Resources

Submodules tutorial in Atlassian docs.

What are submodules?

A git submodule allows you to put a git repo as a directory inside another git repo, but without inflating the outer repo or duplicating content.

A submodule gets added with reference to a commit in the external repo. When you update the submodule with the latest external changes, your diff will be small as you have just updated a pointer and not the actual files.

An advantage of a submodule is that you can treat it as a repo. You navigate in it to look around. You use pull in updates. I would avoid trying to make commits of new content in there directly. Rather make them in the external repo in a different part of your machine or on GitHub, then update your submodule and commit the new reference.

As with cloning, you don’t have to own a repo to add it as a submodule.

Benefits

The great thing about submodules:

  • It lets you reference other repos in your repo, by commit.
  • It keep your commit history short, simple and light. You repo doesn’t store all the external files and commits, just a pointer which is small in size.
  • You get to lock your repo reference against an external repo, so you get to choose when you pull in changes and thus avoid surprises.

For example:

  • If you add a submodule, you only add a single reference to the external commit, as a single object. In Git it is like a file or an alias but it’s really a directory because you can pull in content.
  • If update a submodule from one commit to hundred commits later and many files changes later, the only change that gets recorded in your repo is change that the module when from one commit reference to another. That’s just one file change and one commit that is in your history.

Why use submodules?

Before submodules existed, you would have to copy the external repo files into your repo and then commit them, causing a huge diff in lines and files added to your repo. And when the external repo changes, you’d be stuck. And you definitely don’t want to version repo inside a git repo as that is bad practice. You could copy the external directory into your repo using git clone and add the directory to ignore list.

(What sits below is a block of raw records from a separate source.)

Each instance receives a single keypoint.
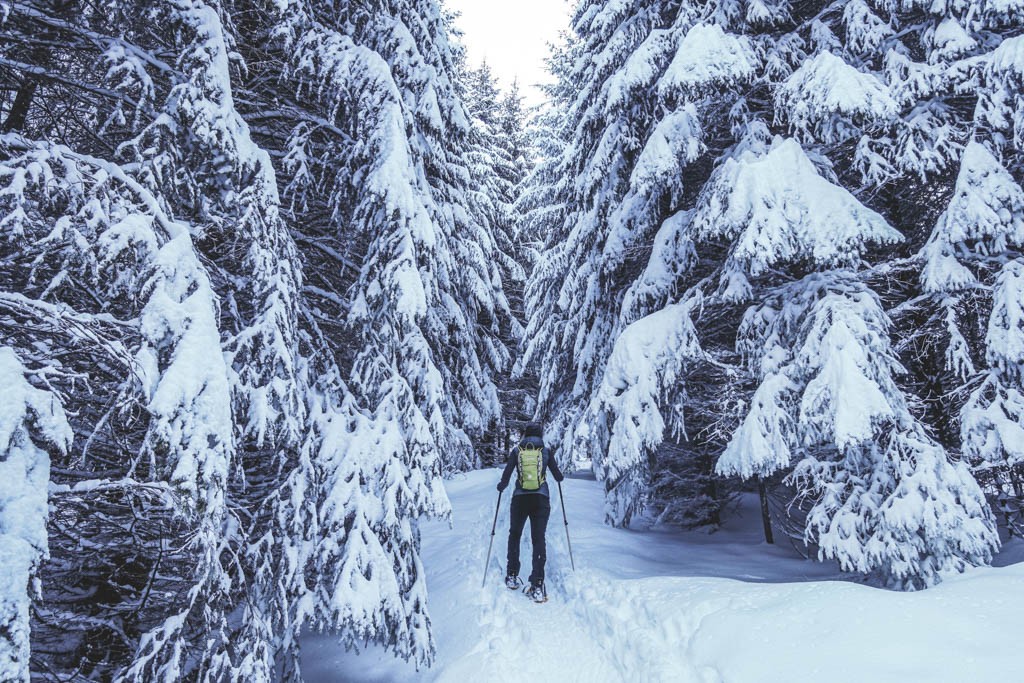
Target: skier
(530, 501)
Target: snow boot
(537, 592)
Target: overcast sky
(512, 36)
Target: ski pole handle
(492, 544)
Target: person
(531, 501)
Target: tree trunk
(765, 514)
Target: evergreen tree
(247, 251)
(718, 153)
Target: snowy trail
(689, 607)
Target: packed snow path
(651, 605)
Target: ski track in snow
(656, 605)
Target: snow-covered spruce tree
(372, 136)
(31, 421)
(842, 95)
(499, 161)
(969, 274)
(884, 497)
(118, 292)
(572, 297)
(249, 505)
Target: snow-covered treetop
(776, 208)
(826, 93)
(985, 216)
(708, 56)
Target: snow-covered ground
(655, 605)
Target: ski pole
(492, 544)
(561, 498)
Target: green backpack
(530, 467)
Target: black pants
(537, 508)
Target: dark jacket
(512, 464)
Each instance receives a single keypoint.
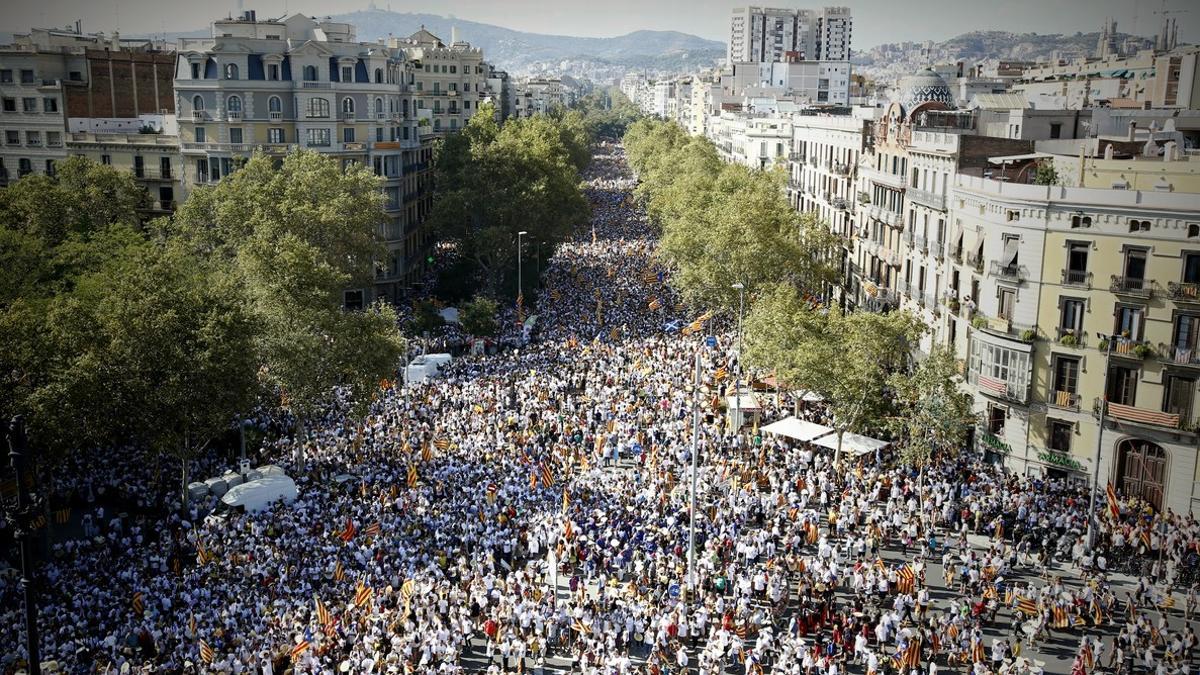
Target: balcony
(1181, 356)
(1060, 399)
(1183, 292)
(1143, 416)
(930, 199)
(1137, 286)
(1079, 278)
(1131, 348)
(1008, 273)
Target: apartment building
(773, 34)
(48, 77)
(449, 81)
(276, 85)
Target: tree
(846, 358)
(295, 237)
(478, 317)
(497, 181)
(933, 414)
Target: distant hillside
(517, 51)
(985, 46)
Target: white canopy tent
(852, 443)
(798, 429)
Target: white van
(257, 495)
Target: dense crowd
(532, 508)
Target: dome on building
(922, 88)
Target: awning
(852, 443)
(1009, 255)
(1011, 159)
(798, 429)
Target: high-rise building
(276, 85)
(773, 34)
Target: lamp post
(520, 234)
(22, 521)
(1099, 441)
(737, 384)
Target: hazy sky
(875, 21)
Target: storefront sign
(994, 443)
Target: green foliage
(478, 317)
(933, 414)
(725, 223)
(496, 181)
(1045, 173)
(846, 358)
(294, 238)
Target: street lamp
(1099, 438)
(737, 384)
(520, 234)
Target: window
(1071, 317)
(1007, 303)
(1135, 268)
(1077, 262)
(318, 108)
(1066, 375)
(1179, 395)
(318, 137)
(1192, 268)
(1131, 321)
(1061, 434)
(996, 417)
(1122, 384)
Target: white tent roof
(852, 443)
(796, 428)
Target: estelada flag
(301, 646)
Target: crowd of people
(532, 509)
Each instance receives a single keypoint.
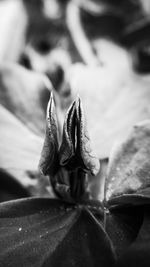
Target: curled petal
(76, 151)
(49, 156)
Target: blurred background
(95, 48)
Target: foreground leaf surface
(44, 232)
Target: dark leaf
(44, 232)
(137, 255)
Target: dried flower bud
(69, 165)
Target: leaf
(129, 168)
(22, 116)
(24, 93)
(137, 255)
(44, 232)
(114, 96)
(122, 226)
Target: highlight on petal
(49, 157)
(67, 149)
(129, 168)
(75, 151)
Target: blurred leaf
(114, 97)
(24, 93)
(22, 116)
(129, 168)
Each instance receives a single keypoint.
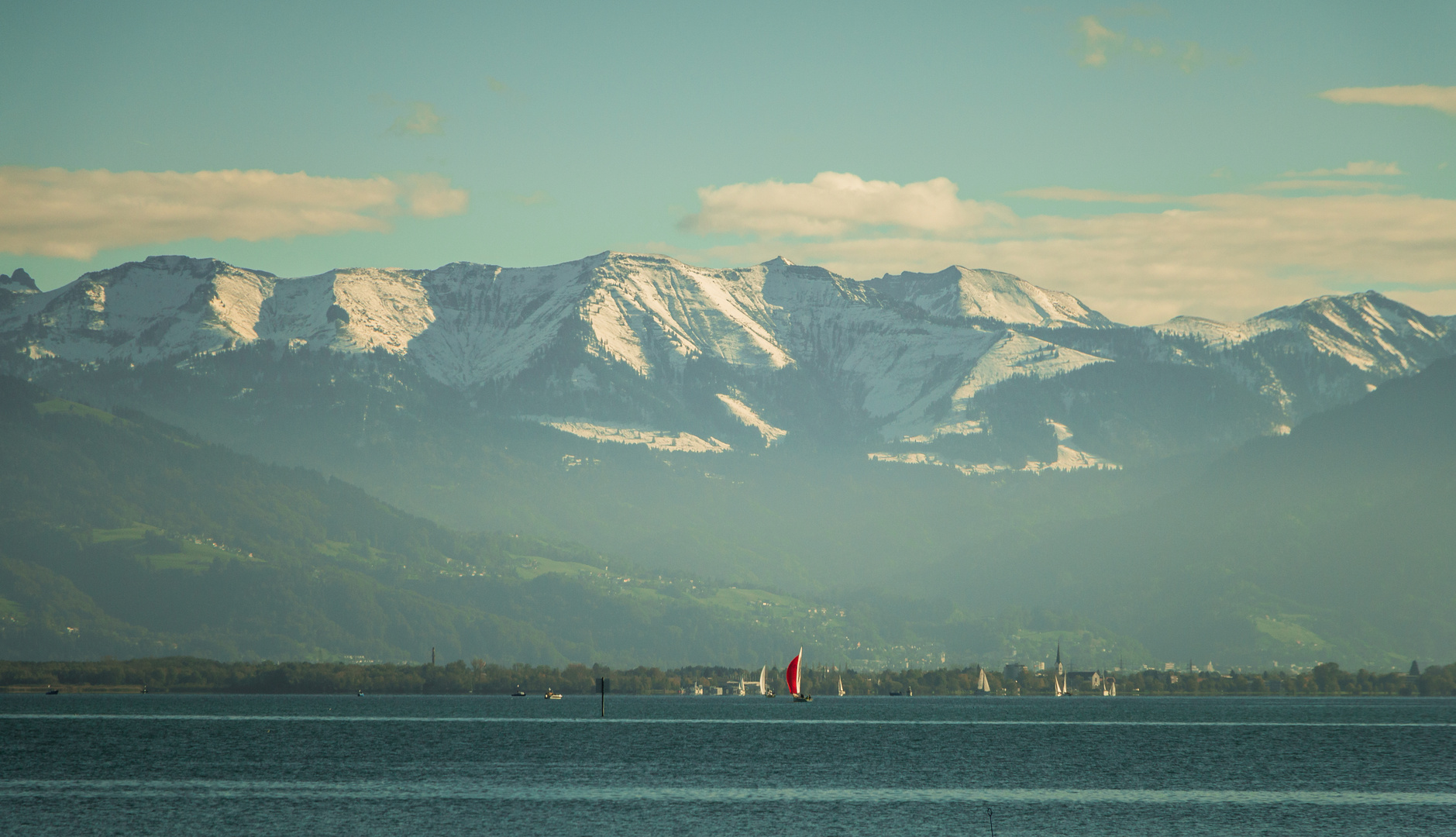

But there is no guarantee that the next time you clone you’ll get the same content. Having a submodule lock onto a specific external commit makes this reliable. Similar to when you lock a package at v2.3.4 in your Node, Python or Ruby packages.

When should I use submodules?

A submodule is a way of managing an external dependency reliably. Whether code you wrote or by someone else.

Submodules are usually for when you have just a few dependencies to add and there is no package manager option. One reason to use submodules is for a theme in a Hugo or MkDocs site. Hugo doesn’t use a package manager like other tools do (such as Jekyll or Node). So you have to copy the theme as a directory. Submodules is a light and reliable way to install and update themes. And if you need to change to another theme, you can clone another submodule in its place or next to it. It will take up very little space in version control using just the commit reference.

Maybe you want to pull in content pages or data (rather than a theme or package) from another repo for your static site.

You can also use submodules to collect multiple repos together as a monorepo. Which can be viewed locally or on GitHub. You might have submodules depend on each other such as using a symlink. Or you just view them all in one place.

In Terraform, there is the concept of Terraform modules. These are referenced as repos with version numbers. These get installed for you using traditional cloning in an ignored directory of modules. That does not use submodules, but it achieves the same accuracy by locking a release number in a script. So you don’t have to know the submodule system or commit a submodule reference.